Ay, JR et. Al.(2011) Dulluk ve Ölümlülük: Bir Meta-Analiz. Plos Bir; 10.1371.

Giriş Bir aile üyesinin ölümü ile nasıl başa çıkılır? se publicó primero tr Psikolojinin Köşesi.

- İlan -
Önceki makalePiqué ve Clara Chia Marti, hastaneye kaldırıldığı haberinin ardından birlikte görüntülendi: fotoğraf
Sonraki makaleWilliam ve Kate ile Akşam Yemeği: Galler prensleri ne yer?
MusaNews yazı işleri ekibi
Dergimizin bu bölümü, diğer Bloglar ve web üzerindeki en önemli ve tanınmış Dergiler tarafından düzenlenen ve beslemelerini değiş tokuşa açık bırakarak paylaşıma izin veren en ilginç, güzel ve ilgili makalelerin paylaşılmasına da değinmektedir. Bu, ücretsiz ve kar amacı gütmeden yapılır, ancak yalnızca web topluluğunda ifade edilen içeriklerin değerini paylaşmak amacıyla yapılır.

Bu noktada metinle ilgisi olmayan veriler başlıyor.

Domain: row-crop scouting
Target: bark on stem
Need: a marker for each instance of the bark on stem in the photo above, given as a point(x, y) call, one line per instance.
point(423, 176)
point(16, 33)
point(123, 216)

Öyleyse… neden hala moda gibi konularda yazasınız? Makyaj? Dedikodu? Estetik, güzellik ve seks? Yada daha fazla? Çünkü kadınlar ve ilhamları bunu yaptığında her şey yeni bir vizyona, yeni bir yöne, yeni bir ironiye bürünür. Her şey değişir ve her şey yeni gölgeler ve gölgelerle aydınlanır, çünkü kadın evreni sonsuz ve her zaman yeni renklerle kocaman bir palettir! Daha zeki, daha incelikli, hassas, daha güzel bir zeka ... ... ve güzellik dünyayı kurtaracak!